Okay, I'm sorry for the "dumbasses" I see your point, just the "Russian Roulette" made me kinda angry, because I feel like a dumbass, if someone tells me that I'm accepting a risk like that without thinking about it.

2. It was no critic specific to MS, i just picked MS products since I'm working with them and am facing these Problems with MS products.

3. I totally agree with you but this doesn't make every customer agree with you, and that's the ppl that I have to serve.  Even if everything inside me tells me I can't help them if they don't accept my help or are willing to do the simplest things to get their systems secure and/or up to date.

4. Just a few words to NT: Many customers think "Never touch a running system" and NT works fine for them. They fear to be confronted with problems they - or we can't solve when changing their system. Even now since the update I spoke of, many ppl are NOT willing to change their Boxes to XP Boxes even if we tell them it would be best.

So, question again: What should - or could - I do? I've got to wait til the last decides to change. If he won't I have to accept that he "drives a 1920s vehicle". I've gotta hope that the end users lose the fear of changing their system. But I can't do anything than wait and tell them "when applying this patch there are no problems known to me, but this doesn't mean there are none".

No, i will not make an update. I will be in the news.

Roger - can a PC patched with MS08-067 saftey patch still be attacked and infected by Conficker or any mutants in a company network?

Fortunately, I do not have such problems. The only notebook I use is an iBook G4.

Thank you, Roger,

I am just a simple user who never had any problems with viruses, worms etc using the Mac. No reason to get sarcastic or upset and I do not want to open the stupid Mac-PC discussion.
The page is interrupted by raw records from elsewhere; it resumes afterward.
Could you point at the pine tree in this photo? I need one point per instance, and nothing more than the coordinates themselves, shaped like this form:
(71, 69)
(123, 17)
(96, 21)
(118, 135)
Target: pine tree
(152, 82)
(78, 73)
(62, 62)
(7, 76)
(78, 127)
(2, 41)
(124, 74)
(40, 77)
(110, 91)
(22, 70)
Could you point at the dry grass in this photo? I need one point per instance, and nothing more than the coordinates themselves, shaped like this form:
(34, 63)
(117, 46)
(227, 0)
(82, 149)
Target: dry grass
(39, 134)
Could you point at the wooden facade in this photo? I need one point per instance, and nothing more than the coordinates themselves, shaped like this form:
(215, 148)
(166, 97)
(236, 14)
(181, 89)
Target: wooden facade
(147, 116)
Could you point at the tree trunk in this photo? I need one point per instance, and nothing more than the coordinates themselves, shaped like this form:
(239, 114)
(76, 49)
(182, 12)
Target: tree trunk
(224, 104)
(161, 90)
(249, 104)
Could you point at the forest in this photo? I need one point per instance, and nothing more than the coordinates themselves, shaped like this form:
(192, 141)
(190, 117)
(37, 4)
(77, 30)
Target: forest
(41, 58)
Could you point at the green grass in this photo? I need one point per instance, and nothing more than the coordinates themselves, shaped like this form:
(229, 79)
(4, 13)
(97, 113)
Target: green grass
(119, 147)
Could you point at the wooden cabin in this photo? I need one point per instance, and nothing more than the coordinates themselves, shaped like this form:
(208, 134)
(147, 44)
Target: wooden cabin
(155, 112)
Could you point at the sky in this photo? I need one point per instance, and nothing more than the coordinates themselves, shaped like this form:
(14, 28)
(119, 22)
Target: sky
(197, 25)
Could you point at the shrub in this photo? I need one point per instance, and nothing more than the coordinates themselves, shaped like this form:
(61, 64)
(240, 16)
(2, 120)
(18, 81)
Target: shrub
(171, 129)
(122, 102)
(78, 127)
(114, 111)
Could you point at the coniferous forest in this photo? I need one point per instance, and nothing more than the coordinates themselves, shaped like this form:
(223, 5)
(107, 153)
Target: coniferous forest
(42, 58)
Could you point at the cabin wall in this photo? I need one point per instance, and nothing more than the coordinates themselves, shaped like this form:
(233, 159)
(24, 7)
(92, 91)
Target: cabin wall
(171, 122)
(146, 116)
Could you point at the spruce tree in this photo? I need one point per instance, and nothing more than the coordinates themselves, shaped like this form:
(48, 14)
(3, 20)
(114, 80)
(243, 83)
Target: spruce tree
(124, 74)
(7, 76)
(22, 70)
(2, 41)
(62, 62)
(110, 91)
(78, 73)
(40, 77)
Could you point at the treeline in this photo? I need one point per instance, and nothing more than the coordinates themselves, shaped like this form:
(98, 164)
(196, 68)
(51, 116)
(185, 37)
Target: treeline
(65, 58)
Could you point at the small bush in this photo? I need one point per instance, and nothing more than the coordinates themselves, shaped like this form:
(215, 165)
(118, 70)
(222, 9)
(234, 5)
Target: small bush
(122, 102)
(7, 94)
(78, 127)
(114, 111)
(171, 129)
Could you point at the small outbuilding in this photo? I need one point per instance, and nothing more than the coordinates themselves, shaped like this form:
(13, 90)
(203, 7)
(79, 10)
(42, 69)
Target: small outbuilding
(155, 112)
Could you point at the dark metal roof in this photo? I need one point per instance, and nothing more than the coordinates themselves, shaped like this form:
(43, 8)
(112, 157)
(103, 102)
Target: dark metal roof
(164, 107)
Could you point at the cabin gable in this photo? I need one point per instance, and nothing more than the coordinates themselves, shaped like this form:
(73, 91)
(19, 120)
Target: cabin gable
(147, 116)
One reason for my concern - our company has just shut down the whole network and I just wanted to ask if patched PCs could also catch the worm. You answered the question - yes - only one unpatched PC in a network is enough to spread the infection in the network. Really frightening though! Kind regards

Ende Oktober hat Microsoft eine außerplanmäßige Sicherheits-Aktualisierung veröffentlicht. Siehe dazu

Look, your company distributed software that has a security problem. So it has to bear the consequences and deliver the support. I would expect Microsoft to go to customers and help them to install the software as it is their fault, your company delivered broken software.

Why do customers have to roll out patches? Why do companies and European citizens have to invest their man-hours to fix what you broke! How are the compensated?

"Microsoft recommends that customers apply the update immediately."

Oh, nice attitude, go an fix your stuff as we said in bullettin message PBFX #1038478. As if it was our fault!

Who was fired and slain by your company for letting it happen? Did your company express its regret for delivering defect software? No, you rather insult your customers:

"Account Lockouts all over the place, admin passwords that were grabbed (often the Domain Admins) etc – and we had some really upset engineers as they had to work instead of having off because some customers were not up to their duty (and this is what it is for me!)."

Oh yes, you delivered defect software! You were paid for support! So don't complain! Go and fix the mess.

Andy, you must realize that Microsoft does indeed "help them to install the software".  It is called Windows Update.